Shoppers inside a grocery store in the Bronx borough of New York City on Oct. 24, 2025. Photo: Kena Betancur/Bloomberg/Getty Images
Washington and two dozen other Democratic-led states sued the Trump administration yesterday to force it to resume food stamps payments as the government shutdown drags on.
The big picture: Roughly 42 million Americans rely on the Supplemental Nutrition Assistance Program (SNAP), and the Department of Agriculture has warned benefits will stop Nov. 1.

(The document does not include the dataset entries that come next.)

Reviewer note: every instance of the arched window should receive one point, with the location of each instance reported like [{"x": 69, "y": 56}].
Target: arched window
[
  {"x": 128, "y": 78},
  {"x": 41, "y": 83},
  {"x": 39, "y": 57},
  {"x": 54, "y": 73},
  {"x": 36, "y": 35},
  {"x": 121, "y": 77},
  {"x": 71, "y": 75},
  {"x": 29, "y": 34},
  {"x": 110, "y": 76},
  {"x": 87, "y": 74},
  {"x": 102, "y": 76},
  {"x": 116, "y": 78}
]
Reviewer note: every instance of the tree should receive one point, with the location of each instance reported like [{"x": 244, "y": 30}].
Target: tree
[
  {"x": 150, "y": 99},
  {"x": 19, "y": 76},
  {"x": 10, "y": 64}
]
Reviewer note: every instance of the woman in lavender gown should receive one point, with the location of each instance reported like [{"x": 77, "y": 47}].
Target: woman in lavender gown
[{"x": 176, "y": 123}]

The coalition, led by the attorneys general and governors from 25 states and the District of Columbia, filed the lawsuit in Massachusetts, arguing that the administration is withholding up to $6 billion in emergency funds to sustain SNAP benefits.
What they're saying: "SNAP benefits help ensure that nearly a million Washingtonians — seniors, children, and people living with disabilities — have enough to eat every day," Washington Attorney General Nick Brown said in a news release yesterday.
"Trump is picking and choosing what gets funded and what doesn't during the shutdown."
North Carolina Attorney General Jeff Jackson said if the USDA refuses to use the $6 billion emergency fund, it "would be the department effectively overriding Congress."
By the numbers: More than 900,000 Washington residents — including 300,000 children — receive SNAP benefits, state officials said.
The other side: "Democrats chose to shut down the government knowing full well that SNAP would soon run out of funds," a spokesperson for the federal Office of Management and Budget said.
"It doesn't have to be this way, and it's sad they are using the families who rely on it as pawns."